Ah, how I love these comments. It is as if there is only one mould for the perfect parent, and if you are not from this "mould", then you might as well walk around with "I am a bad parent" written on your forehead. In flashing lights. I honestly do not think there is only one way on how to be a good parent.
The way I see it, I work because I want to. I am about to qualify in my role as a lawyer, which I have spent over ten years studying and working for. Throw in the fact that in that time, I've not yet turned 30, I've had two children, bought a house, taken the slightly scenic route to qualifying, I would say that's not bad. In fact it's pretty damn good!
I hear some people thinking that that's all about me, but nothing about the children...
Well, personally, Siena has an incredible vocabulary for a two year old, even if I say so myself.

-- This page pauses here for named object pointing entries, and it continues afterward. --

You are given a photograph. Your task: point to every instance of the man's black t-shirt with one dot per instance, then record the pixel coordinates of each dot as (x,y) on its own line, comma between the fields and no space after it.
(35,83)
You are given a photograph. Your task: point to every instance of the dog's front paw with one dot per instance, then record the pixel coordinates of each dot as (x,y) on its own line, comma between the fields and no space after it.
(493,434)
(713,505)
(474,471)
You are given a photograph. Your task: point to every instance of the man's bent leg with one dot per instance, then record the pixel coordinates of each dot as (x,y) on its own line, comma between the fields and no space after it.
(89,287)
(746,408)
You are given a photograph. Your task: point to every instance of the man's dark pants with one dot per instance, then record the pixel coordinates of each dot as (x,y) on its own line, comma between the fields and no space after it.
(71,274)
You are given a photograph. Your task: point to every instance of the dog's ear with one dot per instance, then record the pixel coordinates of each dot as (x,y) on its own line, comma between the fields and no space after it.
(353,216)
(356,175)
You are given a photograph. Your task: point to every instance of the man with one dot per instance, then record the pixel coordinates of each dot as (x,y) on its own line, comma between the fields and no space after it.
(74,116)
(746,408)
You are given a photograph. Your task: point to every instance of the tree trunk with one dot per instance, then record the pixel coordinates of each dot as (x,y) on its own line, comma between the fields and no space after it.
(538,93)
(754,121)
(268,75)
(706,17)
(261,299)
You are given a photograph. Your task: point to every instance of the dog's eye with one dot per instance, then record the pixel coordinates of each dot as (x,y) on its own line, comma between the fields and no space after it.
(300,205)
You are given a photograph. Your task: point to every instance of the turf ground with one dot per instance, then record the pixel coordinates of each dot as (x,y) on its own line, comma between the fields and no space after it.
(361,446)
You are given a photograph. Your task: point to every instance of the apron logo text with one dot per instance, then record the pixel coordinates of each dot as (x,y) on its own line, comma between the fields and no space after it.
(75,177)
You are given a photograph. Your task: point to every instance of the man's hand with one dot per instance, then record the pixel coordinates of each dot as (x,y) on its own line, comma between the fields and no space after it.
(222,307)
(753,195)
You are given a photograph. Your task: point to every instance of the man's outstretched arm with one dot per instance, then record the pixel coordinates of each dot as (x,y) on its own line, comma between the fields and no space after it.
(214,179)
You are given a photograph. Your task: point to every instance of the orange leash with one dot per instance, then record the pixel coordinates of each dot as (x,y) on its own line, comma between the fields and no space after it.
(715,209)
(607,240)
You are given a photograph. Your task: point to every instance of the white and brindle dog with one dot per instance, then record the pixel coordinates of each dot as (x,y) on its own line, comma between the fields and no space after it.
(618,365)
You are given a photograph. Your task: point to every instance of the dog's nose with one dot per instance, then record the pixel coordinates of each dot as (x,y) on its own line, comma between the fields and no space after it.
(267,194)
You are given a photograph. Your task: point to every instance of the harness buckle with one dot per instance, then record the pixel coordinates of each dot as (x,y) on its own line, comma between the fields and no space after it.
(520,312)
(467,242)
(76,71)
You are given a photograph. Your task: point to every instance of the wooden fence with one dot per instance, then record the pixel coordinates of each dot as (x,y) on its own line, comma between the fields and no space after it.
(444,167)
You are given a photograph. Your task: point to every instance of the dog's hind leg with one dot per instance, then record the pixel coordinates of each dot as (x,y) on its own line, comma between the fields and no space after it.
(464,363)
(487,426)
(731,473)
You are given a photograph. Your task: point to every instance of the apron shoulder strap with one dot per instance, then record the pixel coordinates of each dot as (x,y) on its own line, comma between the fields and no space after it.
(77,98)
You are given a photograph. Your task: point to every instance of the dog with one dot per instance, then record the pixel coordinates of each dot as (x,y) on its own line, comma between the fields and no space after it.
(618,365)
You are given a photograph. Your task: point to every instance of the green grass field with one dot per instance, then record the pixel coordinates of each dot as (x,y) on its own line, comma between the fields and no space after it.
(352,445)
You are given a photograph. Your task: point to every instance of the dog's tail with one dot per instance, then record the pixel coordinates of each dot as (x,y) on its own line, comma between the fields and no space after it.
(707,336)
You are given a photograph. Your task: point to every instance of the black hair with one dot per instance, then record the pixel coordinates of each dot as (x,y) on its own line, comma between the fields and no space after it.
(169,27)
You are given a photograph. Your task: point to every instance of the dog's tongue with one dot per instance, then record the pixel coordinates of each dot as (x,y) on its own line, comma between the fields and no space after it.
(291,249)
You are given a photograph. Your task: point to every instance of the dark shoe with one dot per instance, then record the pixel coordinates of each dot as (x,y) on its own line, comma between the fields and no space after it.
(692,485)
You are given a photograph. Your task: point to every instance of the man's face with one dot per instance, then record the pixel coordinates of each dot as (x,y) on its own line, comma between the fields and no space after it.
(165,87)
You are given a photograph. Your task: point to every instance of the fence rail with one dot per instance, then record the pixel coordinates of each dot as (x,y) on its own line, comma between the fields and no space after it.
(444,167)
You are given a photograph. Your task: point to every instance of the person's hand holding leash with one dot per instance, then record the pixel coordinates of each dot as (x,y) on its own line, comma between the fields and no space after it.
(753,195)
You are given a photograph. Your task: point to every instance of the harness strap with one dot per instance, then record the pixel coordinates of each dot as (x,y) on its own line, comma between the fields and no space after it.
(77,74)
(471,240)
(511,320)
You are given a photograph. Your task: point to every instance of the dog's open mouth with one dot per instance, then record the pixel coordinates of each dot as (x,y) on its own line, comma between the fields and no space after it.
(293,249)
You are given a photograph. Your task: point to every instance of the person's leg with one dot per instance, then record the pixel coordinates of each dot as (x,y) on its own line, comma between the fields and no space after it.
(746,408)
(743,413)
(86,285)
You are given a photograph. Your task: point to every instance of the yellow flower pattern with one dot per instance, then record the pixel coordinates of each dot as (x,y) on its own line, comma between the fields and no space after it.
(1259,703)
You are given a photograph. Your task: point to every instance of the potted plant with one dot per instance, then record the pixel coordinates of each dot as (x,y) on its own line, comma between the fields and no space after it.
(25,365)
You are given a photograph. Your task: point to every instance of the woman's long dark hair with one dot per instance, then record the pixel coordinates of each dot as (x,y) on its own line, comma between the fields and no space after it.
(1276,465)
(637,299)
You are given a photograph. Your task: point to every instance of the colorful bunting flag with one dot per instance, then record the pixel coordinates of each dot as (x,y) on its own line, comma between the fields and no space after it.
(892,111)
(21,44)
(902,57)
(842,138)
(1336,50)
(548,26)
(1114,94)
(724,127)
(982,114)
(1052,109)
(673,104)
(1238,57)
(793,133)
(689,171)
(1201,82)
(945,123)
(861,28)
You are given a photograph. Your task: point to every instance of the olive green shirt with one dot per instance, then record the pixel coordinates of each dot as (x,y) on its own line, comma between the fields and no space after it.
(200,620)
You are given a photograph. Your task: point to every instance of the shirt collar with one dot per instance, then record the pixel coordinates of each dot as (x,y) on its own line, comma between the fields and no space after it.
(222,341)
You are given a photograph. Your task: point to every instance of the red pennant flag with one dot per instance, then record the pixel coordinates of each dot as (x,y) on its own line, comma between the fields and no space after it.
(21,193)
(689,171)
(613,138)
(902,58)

This is especially impressive to me as legend is I did not talk till I was about 4, and even had tests done to check whether all was "normal"... (before you ask, all was fine! ;) Siena is also a very curious little girl, eager to learn and understand how things work. She knows more about gardening than I do from helping Barry in the garden. She comes up with new words daily, whether it be combination or fortunately. She thanks me for every single meal I cook her by saying something along the lines of "thank you mummy. This is really delicious". She loves her brother and is always kissing him (when she isn't randomly roaring right up in his face that is). She never ceases to amaze me.
I am not going to say that Siena is a genius child (however much a secret part of me thinks she is!). I'm sure this is how most toddlers are.  But what I am getting to, is that by attending nursery on a full-time basis, rather than more time at home with either me or Barry, she has nevertheless developed into an amazing little girl, and I am very proud of her. She does not come across as a child who feels deprived of love or care.
Barry and I also make sure that we leave work on time, which at times is easier said than done, especially in my case. We make time for Siena in the evenings, chatting to her while she has a bath, reading her stories at bedtime. And at the weekends, we rarely stay in. We are usually out and about exploring, going for walks, meeting up with friends. Therefore in my opinion, she has the best of both worlds.

But I want to stress that this is what works best for us. I am not casting any judgment on parents who decide to stay at home rather than work, as I know everyone has their reasons behind the choices they make. Whether working parent, stay at home parent, bit of both, we could really do with supporting each other more and stop judging each other over our lifestyles and decisions. Especially if the children appear bright and happy. Isn't that what being a parent is all about: ensuring that you provide a loving upbringing for your child?